Is Increased Coronary Inflammation Driving Higher Cardiovascular Risk in People With HIV?
In a baseline analysis of 727 participants from the randomized trial to prevent vascular events in HIV (REPRIEVE) mechanistic substudy, researchers found that pericoronary adipose tissue (PCAT) density was associated with coronary plaque, including noncalcified plaque, coronary artery calcium (CAC), vulnerable plaque, and higher coronary artery disease (CAD) burden in people with HIV. These findings suggest a link between increased coronary inflammation and plaque development in this population.
There is evidence that PCAT, through inflammatory mechanisms, may contribute to plaque formation and progression in the coronary arteries. Understanding this relationship is critical for people with HIV, who are at increased risk for cardiovascular disease (CVD) despite advancements in HIV treatment. Prior studies have indicated a higher burden of atherosclerosis in people with HIV, and this research aimed to explore how pericoronary inflammation might contribute to their elevated CVD risk.
In this study, PCAT density was assessed via computed tomography (CT) imaging and related to various coronary plaque characteristics using multivariable logistic regression. The researchers evaluated the presence of coronary plaque, the extent of CAD, noncalcified plaque, CAC, and features of vulnerable plaque. Additionally, PCAT density was compared between people with HIV in the REPRIEVE cohort and a matched control group from the Framingham Heart Study (N = 464).
The study found an association between increased PCAT density and the presence of coronary plaque, with an adjusted odds ratio (OR) of 1.44 per 10 Hounsfield Units (HU) increase in density (95% confidence interval [CI], 1.22–1.70; P < .001), independent of established cardiovascular risk factors, BMI, and systemic immune or inflammatory markers. Additionally, PCAT density was associated with the presence of coronary artery calcium (CAC > 0, P = .002), noncalcified plaque (P < .001), vulnerable plaque (P = .001), and a higher coronary artery disease burden (Leaman score > 5, P = .002). When compared with the matched control group from the Framingham Heart Study, individuals with HIV exhibited higher PCAT density (-88.2 ± 0.5 HU vs -90.6 ± 0.4 HU; P < .001), indicating greater pericoronary inflammation in this population.

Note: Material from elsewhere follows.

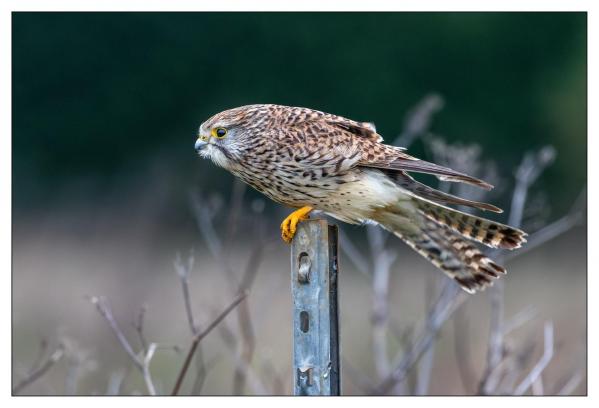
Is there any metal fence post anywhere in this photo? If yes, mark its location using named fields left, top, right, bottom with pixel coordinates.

A major limitation of this study is its cross-sectional design, which limits the ability to infer causality between increased PCAT density and plaque development. Additionally, while the study controlled for several clinical covariates, residual confounding factors related to HIV infection and treatment may still influence the findings.
“Among people with HIV in REPRIEVE, a large primary cardiovascular disease prevention cohort, increased PCAT density independently associated with prevalence and severity of coronary plaque, linking increased coronary inflammation to CAD in PWH,” the study authors concluded.
Reference:
Foldyna B, Mayrhofer T, Zanni MV, et al. Pericoronary adipose tissue density, inflammation, and subclinical coronary artery disease among people with HIV in the REPRIEVE cohort. Clin Infect Dis. 2023;77(12):1676-1686. doi:10.1093/cid/ciad419.